Colombia, un mese dopo il terremoto: migliaia ancora senza un rifugio
È passato un mese dal terremoto che il 10 agosto ha colpito violentemente l’ovest della Colombia, ma per migliaia di persone l’emergenza è ancora una realtà quotidiana.
Il sisma, di magnitudo 7,4, ha provocato 331 morti, oltre 4.500 feriti e 122 persone ancora disperse, secondo gli ultimi dati dell’Organizzazione Panamericana della Sanità. Complessivamente, più di 466 mila persone sono state colpite in 498 comuni distribuiti in 16 dipartimenti.
In alcune delle zone maggiormente devastate, soprattutto nel Chocó e nelle aree occidentali del Paese, molte famiglie continuano a vivere in tende, strutture provvisorie o all’aperto perché tornare nelle proprie abitazioni è ancora impossibile.

Una casa che non c’è più
A Pereira, una delle città colpite, alcune famiglie hanno trasformato parchi e spazi pubblici in accampamenti temporanei.
Per chi ha perso la propria abitazione, trovare una sistemazione alternativa non è semplice. Gli affitti sono aumentati e molti sfollati non dispongono delle risorse economiche necessarie per affrontarli.
Una situazione che rischia di trasformare una catastrofe naturale in una crisi sociale di lunga durata.
Il problema non riguarda soltanto le abitazioni. Sono stati danneggiati ospedali, scuole, infrastrutture comunitarie e servizi essenziali.
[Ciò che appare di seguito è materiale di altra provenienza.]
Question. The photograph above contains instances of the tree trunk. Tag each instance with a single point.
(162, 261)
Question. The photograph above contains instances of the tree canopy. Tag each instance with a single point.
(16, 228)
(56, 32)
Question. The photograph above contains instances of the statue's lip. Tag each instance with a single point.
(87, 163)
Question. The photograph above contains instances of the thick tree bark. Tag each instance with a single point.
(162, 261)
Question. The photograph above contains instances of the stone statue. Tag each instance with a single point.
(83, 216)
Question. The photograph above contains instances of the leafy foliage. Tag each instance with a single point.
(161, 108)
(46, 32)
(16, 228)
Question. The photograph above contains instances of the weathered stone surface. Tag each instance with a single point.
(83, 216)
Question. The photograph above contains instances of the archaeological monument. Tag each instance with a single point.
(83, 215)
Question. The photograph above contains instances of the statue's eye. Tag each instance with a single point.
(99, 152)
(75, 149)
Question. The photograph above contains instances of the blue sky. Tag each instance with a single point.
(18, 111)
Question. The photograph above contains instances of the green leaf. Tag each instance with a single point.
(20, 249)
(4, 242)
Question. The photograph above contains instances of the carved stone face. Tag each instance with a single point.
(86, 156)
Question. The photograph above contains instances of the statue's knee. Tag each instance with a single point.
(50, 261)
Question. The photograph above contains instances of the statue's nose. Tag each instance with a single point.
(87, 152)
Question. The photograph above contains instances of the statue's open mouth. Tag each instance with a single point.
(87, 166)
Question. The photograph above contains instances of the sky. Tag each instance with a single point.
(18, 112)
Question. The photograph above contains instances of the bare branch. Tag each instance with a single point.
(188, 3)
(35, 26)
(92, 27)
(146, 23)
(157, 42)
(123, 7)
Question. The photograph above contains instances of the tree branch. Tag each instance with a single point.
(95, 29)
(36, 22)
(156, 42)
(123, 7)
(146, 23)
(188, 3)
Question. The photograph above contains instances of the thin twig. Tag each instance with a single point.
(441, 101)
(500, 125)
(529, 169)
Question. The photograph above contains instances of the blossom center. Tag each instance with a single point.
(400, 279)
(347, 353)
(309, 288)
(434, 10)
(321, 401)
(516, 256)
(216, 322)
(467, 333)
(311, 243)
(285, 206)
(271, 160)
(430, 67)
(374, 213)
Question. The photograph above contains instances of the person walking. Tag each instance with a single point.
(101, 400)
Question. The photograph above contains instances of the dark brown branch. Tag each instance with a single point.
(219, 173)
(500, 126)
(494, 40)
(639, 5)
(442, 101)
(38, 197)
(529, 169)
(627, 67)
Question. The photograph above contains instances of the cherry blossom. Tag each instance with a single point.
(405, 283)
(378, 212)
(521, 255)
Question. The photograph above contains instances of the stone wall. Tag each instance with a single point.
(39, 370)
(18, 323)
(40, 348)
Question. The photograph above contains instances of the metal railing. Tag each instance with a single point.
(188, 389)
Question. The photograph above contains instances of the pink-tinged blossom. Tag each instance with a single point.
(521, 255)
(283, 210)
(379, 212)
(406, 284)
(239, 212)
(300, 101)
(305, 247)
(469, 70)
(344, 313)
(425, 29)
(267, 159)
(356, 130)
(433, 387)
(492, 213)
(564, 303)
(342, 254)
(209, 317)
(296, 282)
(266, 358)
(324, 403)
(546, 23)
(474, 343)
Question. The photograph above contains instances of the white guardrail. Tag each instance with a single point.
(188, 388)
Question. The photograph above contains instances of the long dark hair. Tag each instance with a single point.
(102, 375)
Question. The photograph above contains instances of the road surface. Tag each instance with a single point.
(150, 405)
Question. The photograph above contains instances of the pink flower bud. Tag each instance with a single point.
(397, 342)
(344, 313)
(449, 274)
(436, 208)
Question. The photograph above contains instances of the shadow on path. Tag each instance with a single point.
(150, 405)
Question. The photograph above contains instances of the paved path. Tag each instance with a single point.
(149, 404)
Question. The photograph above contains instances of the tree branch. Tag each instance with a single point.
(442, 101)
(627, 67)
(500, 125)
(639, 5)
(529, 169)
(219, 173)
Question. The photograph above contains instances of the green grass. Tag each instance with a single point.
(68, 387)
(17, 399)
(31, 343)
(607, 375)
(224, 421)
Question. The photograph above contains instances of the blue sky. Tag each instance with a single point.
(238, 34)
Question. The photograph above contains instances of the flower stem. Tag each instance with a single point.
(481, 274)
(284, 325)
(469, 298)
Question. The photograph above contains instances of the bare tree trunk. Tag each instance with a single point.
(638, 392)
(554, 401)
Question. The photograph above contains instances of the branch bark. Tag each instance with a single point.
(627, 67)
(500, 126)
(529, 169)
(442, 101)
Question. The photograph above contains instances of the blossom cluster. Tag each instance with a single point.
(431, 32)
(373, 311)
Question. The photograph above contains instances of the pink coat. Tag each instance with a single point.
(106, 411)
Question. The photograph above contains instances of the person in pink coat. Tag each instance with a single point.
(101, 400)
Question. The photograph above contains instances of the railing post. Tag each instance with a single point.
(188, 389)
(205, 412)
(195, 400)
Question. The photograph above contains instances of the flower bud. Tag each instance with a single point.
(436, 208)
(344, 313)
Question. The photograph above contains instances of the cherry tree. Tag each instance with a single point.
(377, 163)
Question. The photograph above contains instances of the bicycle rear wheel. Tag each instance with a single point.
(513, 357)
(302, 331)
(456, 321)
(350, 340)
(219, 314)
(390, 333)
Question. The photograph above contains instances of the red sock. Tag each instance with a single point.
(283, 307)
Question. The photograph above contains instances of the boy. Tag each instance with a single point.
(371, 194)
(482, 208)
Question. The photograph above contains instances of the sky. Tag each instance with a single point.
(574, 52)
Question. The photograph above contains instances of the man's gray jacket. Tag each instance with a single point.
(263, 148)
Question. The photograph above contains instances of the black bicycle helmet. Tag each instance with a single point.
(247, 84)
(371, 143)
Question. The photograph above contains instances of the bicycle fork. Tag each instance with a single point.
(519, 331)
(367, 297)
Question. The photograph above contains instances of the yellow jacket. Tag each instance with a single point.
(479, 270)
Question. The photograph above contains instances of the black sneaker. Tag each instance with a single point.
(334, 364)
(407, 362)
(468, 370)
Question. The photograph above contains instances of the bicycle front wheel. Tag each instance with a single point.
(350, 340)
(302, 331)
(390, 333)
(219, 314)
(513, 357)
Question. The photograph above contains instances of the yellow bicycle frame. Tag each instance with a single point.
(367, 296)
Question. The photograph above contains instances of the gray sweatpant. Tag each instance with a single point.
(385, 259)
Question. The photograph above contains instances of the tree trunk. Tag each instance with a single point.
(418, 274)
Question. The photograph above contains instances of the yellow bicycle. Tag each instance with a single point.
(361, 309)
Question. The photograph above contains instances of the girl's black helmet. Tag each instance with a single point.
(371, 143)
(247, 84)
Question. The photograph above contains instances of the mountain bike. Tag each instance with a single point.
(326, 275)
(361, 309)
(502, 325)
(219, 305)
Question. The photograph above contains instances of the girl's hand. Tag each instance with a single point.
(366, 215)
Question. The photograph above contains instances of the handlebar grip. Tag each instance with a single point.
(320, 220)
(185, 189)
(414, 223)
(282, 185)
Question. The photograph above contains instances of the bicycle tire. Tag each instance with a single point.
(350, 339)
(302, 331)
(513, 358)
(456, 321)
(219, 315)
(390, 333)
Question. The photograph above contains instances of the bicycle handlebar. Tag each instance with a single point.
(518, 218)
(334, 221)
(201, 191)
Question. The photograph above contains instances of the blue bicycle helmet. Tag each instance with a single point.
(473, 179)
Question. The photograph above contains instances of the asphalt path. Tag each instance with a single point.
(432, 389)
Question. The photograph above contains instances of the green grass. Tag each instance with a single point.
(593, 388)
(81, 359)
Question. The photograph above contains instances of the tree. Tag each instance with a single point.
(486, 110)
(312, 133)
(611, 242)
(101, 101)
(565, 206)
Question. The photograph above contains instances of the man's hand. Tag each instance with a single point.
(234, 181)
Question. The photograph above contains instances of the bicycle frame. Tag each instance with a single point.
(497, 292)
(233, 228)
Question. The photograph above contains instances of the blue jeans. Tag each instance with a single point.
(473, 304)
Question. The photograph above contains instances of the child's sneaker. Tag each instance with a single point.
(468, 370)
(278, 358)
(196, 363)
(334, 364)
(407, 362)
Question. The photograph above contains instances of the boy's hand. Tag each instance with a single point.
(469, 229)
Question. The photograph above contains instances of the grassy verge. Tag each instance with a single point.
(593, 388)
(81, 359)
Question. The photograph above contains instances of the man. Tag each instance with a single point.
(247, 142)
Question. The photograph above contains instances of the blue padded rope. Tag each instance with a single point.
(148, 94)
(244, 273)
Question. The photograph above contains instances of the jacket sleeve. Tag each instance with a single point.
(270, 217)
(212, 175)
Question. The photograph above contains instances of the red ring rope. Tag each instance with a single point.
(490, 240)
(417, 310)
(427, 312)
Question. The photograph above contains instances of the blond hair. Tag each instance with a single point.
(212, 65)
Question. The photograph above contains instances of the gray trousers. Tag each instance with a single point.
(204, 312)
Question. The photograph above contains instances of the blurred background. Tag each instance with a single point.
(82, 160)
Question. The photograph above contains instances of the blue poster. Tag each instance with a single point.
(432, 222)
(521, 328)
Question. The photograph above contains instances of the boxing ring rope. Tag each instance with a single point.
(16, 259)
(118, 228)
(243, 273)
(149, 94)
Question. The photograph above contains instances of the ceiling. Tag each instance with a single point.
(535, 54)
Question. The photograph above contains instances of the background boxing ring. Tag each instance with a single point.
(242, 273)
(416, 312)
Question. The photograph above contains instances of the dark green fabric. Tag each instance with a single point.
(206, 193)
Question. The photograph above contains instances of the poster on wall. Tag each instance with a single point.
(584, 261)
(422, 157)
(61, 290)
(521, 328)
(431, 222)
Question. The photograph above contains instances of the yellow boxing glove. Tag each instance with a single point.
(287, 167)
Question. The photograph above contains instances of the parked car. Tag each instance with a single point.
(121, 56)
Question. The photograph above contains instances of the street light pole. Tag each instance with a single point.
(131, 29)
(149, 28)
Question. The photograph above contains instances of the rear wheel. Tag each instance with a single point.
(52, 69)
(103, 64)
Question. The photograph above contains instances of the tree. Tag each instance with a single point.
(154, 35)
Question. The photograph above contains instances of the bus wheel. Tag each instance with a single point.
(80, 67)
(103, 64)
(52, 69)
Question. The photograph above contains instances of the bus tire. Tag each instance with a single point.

L’UNICEF segnala che, a un mese dal terremoto, più di 4.200 strutture educative presentano danni di diversa entità e che per migliaia di bambini la scuola non rappresenta ancora un luogo sicuro e regolare.

Una ricostruzione gigantesca
Le prime valutazioni internazionali mostrano dimensioni impressionanti.
Secondo una valutazione RAPIDA realizzata dal Programma delle Nazioni Unite per lo Sviluppo insieme alle autorità colombiane, i danni fisici alle strutture ammontano provvisoriamente a circa 13,28 miliardi di dollari, pari al 2,3% del PIL colombiano.
Sono state interessate oltre 217 mila abitazioni e circa 225 mila strutture complessivamente. Il terremoto avrebbe inoltre prodotto circa 16,9 milioni di metri cubi di macerie.